To celebrate International Youth Day, we take a dive into how Gen Zs have adapted to the cost of living crisis and how their environmentally friendly habits have changed.
However, these attitudes are put into practice in their home-life much less than the rest of the country. Less than a quarter will sort their waste or reduce their heating, whereas 4 in 10 on average in the UK will (YouGov, 2022). Even though Gen Zs show a genuine concern for the environment, there is a surprising lack of sustainable practices taking place in their home-lives. Why is this the case?
One of the main opinions from Gen Zs is that these individual actions are insignificant when compared to the damage that corporations and governments cause, the majority believing that energy companies don’t care about the environment (YouGov, 2022). With the vote on the opening of the first British coal mine in 30 years taking place next week and the news that the world’s top 100 companies are responsible for 71% of global emissions (The Guardian), this mindset is certainly understandable.
- 41% of 16–18-year-olds describe their financial situation as insecure, significantly more than the national average (GWI, 2022).
- Over 6 in 10 Gen Zs don’t mind paying extra for sustainable goods
- 1/3 of 16-24 year olds have a Depop account (TechCrunch)

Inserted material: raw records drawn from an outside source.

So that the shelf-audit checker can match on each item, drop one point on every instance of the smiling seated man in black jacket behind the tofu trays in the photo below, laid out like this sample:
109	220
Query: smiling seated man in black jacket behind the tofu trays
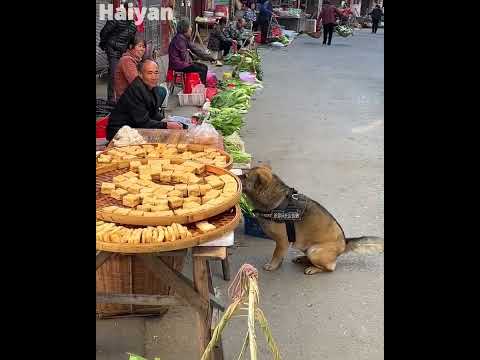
139	105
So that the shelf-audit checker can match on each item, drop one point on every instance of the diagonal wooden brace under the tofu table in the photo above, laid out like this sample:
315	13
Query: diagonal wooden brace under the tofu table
171	278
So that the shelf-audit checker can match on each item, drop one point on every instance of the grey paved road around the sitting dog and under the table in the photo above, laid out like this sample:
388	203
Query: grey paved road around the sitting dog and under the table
319	121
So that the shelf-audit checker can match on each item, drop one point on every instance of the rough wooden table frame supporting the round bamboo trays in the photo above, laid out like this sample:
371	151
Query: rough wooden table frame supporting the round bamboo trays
198	293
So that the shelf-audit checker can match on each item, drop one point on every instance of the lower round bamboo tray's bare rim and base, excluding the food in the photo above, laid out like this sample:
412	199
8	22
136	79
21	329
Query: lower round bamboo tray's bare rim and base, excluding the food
225	222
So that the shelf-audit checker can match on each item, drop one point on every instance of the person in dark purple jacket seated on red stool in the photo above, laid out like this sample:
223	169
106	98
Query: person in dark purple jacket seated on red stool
179	57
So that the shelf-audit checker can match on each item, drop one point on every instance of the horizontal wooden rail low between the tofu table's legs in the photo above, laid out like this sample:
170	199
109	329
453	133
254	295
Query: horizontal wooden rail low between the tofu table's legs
139	299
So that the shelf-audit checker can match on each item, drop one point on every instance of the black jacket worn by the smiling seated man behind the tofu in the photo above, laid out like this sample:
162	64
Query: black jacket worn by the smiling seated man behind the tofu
138	107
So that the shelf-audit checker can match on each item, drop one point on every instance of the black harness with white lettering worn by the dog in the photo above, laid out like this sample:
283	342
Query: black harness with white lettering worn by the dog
290	210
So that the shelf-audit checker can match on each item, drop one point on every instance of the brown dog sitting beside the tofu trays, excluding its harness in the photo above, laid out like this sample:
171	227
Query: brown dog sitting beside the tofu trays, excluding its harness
317	234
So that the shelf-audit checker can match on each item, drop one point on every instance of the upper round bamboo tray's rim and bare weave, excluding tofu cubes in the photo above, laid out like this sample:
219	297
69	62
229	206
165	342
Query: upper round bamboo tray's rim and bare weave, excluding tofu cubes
105	200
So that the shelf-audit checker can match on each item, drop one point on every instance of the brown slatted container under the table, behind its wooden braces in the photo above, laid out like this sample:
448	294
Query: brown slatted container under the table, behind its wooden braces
126	274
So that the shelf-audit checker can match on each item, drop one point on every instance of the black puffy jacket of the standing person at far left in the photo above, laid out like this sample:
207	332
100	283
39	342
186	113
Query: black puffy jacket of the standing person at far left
115	36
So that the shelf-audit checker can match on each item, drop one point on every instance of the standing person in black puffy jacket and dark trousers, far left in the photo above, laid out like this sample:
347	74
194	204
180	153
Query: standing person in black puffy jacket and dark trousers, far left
114	39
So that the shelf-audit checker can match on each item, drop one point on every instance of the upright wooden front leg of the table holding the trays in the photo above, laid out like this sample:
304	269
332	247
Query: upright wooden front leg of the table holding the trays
204	319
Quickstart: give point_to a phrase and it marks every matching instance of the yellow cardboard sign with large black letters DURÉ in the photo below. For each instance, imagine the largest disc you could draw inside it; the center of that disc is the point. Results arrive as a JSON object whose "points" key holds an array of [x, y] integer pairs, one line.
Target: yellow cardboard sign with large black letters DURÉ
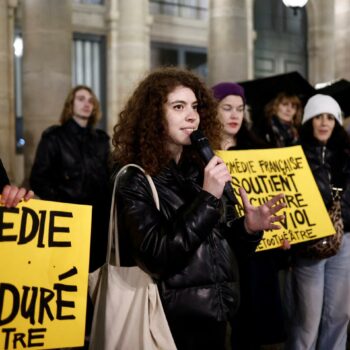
{"points": [[44, 257]]}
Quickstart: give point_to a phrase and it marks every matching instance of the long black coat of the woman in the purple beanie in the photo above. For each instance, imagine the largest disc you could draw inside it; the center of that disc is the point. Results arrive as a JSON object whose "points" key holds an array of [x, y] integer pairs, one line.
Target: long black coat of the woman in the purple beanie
{"points": [[260, 318]]}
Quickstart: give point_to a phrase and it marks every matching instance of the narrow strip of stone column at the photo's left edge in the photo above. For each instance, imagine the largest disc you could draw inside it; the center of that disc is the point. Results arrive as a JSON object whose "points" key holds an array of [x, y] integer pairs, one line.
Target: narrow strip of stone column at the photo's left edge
{"points": [[7, 112]]}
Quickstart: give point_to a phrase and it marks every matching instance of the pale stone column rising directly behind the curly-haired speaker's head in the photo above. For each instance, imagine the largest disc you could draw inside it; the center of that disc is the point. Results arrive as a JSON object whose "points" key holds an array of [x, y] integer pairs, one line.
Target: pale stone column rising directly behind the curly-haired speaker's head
{"points": [[133, 45]]}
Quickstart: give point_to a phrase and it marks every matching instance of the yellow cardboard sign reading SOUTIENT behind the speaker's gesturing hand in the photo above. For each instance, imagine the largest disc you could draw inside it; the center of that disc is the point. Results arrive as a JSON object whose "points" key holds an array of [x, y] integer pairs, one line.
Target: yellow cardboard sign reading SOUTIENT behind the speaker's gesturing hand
{"points": [[267, 172]]}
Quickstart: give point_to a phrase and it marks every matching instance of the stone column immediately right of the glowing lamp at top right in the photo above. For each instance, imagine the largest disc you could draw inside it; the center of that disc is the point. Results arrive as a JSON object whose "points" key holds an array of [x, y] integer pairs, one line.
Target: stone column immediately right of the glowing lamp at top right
{"points": [[321, 40]]}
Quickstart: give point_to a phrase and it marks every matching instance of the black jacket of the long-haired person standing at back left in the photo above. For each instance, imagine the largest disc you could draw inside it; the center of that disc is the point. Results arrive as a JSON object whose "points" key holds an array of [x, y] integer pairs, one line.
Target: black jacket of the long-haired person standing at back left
{"points": [[71, 164]]}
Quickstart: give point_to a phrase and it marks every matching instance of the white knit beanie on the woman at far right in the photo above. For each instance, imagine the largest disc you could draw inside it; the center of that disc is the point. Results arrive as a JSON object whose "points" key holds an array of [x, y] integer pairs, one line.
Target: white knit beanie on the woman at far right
{"points": [[320, 104]]}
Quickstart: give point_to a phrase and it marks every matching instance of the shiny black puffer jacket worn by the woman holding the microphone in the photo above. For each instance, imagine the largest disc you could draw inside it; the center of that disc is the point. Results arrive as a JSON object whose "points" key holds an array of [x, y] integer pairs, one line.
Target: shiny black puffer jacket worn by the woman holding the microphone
{"points": [[187, 246]]}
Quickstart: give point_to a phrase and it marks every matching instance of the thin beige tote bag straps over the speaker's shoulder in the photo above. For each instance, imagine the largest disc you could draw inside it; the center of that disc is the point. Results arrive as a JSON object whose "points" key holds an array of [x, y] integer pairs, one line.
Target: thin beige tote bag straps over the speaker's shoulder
{"points": [[113, 226]]}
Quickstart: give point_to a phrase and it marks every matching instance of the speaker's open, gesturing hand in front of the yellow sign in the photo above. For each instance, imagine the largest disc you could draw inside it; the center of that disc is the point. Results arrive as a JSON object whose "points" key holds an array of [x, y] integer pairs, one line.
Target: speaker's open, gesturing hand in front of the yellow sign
{"points": [[262, 217]]}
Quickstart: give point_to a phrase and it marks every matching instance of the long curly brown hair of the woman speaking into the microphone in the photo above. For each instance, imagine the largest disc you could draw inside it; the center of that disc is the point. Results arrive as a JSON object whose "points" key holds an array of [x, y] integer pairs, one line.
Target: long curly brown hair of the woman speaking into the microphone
{"points": [[141, 132]]}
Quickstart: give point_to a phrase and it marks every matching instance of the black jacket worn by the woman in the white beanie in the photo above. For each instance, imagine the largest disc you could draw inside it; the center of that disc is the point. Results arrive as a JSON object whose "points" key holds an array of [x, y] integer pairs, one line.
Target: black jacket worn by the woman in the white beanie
{"points": [[330, 167]]}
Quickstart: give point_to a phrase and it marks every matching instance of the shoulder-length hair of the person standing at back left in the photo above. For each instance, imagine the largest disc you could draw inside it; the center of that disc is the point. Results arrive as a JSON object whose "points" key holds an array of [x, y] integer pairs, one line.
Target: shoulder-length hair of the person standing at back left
{"points": [[67, 111]]}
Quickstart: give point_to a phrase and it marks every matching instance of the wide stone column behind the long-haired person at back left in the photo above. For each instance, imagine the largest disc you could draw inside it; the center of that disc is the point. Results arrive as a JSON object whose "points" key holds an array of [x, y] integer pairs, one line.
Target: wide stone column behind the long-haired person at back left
{"points": [[47, 41]]}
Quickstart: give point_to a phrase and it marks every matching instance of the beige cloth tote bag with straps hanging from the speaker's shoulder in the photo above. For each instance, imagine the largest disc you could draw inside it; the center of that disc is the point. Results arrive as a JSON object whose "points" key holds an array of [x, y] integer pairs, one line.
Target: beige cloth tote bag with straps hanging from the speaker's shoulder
{"points": [[128, 313]]}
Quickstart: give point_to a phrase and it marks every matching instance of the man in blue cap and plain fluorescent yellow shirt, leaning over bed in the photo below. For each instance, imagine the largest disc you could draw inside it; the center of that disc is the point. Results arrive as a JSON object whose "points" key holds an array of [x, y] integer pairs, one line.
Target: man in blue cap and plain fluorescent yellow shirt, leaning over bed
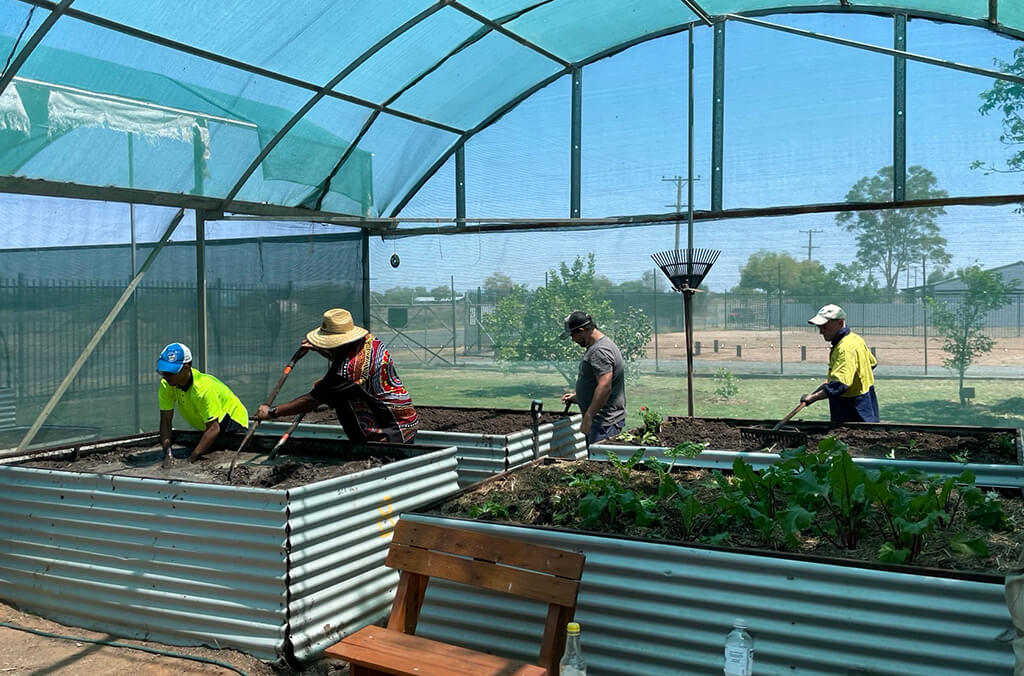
{"points": [[204, 402]]}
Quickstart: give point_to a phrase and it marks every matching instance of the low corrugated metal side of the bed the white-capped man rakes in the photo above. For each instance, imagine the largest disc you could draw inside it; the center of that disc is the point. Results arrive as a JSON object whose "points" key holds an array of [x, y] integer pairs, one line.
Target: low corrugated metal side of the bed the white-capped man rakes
{"points": [[1005, 477]]}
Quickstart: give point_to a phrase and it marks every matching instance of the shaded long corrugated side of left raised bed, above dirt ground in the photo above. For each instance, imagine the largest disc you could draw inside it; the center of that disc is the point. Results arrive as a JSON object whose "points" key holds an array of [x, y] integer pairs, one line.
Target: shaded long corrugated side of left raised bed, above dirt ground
{"points": [[181, 564]]}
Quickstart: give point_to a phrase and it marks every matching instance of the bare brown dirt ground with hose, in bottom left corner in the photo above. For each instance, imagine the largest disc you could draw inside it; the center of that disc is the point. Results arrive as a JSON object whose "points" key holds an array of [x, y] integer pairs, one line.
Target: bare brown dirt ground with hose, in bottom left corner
{"points": [[25, 654]]}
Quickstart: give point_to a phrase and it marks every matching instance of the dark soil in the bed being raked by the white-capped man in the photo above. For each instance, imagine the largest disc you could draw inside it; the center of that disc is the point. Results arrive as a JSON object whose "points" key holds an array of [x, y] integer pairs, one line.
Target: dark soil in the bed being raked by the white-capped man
{"points": [[994, 448]]}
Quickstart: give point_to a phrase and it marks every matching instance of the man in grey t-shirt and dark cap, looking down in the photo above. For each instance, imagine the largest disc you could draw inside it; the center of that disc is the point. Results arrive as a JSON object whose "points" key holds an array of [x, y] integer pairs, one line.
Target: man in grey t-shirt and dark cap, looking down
{"points": [[601, 383]]}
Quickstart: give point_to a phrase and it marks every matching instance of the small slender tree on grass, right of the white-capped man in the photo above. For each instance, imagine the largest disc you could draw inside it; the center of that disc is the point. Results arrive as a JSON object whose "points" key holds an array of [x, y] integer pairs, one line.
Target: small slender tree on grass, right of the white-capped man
{"points": [[963, 323]]}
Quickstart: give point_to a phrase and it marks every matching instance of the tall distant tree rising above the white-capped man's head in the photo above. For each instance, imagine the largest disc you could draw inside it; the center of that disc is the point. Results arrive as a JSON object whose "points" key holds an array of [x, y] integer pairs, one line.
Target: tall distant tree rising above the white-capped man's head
{"points": [[891, 240]]}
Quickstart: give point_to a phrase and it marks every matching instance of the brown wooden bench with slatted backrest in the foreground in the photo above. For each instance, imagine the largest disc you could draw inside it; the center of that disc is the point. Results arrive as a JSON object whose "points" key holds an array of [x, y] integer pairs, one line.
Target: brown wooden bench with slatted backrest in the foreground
{"points": [[422, 552]]}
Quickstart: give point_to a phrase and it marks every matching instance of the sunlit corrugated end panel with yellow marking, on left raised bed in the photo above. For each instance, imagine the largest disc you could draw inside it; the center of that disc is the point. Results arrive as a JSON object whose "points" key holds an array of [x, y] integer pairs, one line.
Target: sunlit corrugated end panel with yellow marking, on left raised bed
{"points": [[340, 531]]}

Nevertheless, sustainable products still appeal greatly to Gen Zs, with 3 in 4 saying that it makes a difference in retail and 65% stating they don’t mind paying extra (YouGov, 2022). There is a clear demand for environmentally friendly goods, but retailers must make sure they show proof of sustainability in order to maximise consumer engagement. It is vital that the brand isn’t simply virtue signalling or ‘greenwashing’, as consumers have become increasingly distrustful of companies, with less than a fifth trusting a brand’s sustainability claims (Compare Ethics).
Further proof of Gen-Zs high interest in sustainable retail can be seen in the resale market. Due to the previously mentioned financial struggles and increased awareness of the climate crisis post-pandemic, cheaper and more sustainable fashion options have entered the mainstream. Websites like Depop and Vinted have seen extreme growth over the past few years, with Depop’s app users in the UK more than doubling over the pandemic (businessofapps.com) . This upwards trajectory in thrifting is not expected to falter: according to a study by ThredUp, the resale market is predicted to double in the next 5 years, reaching $70 billion.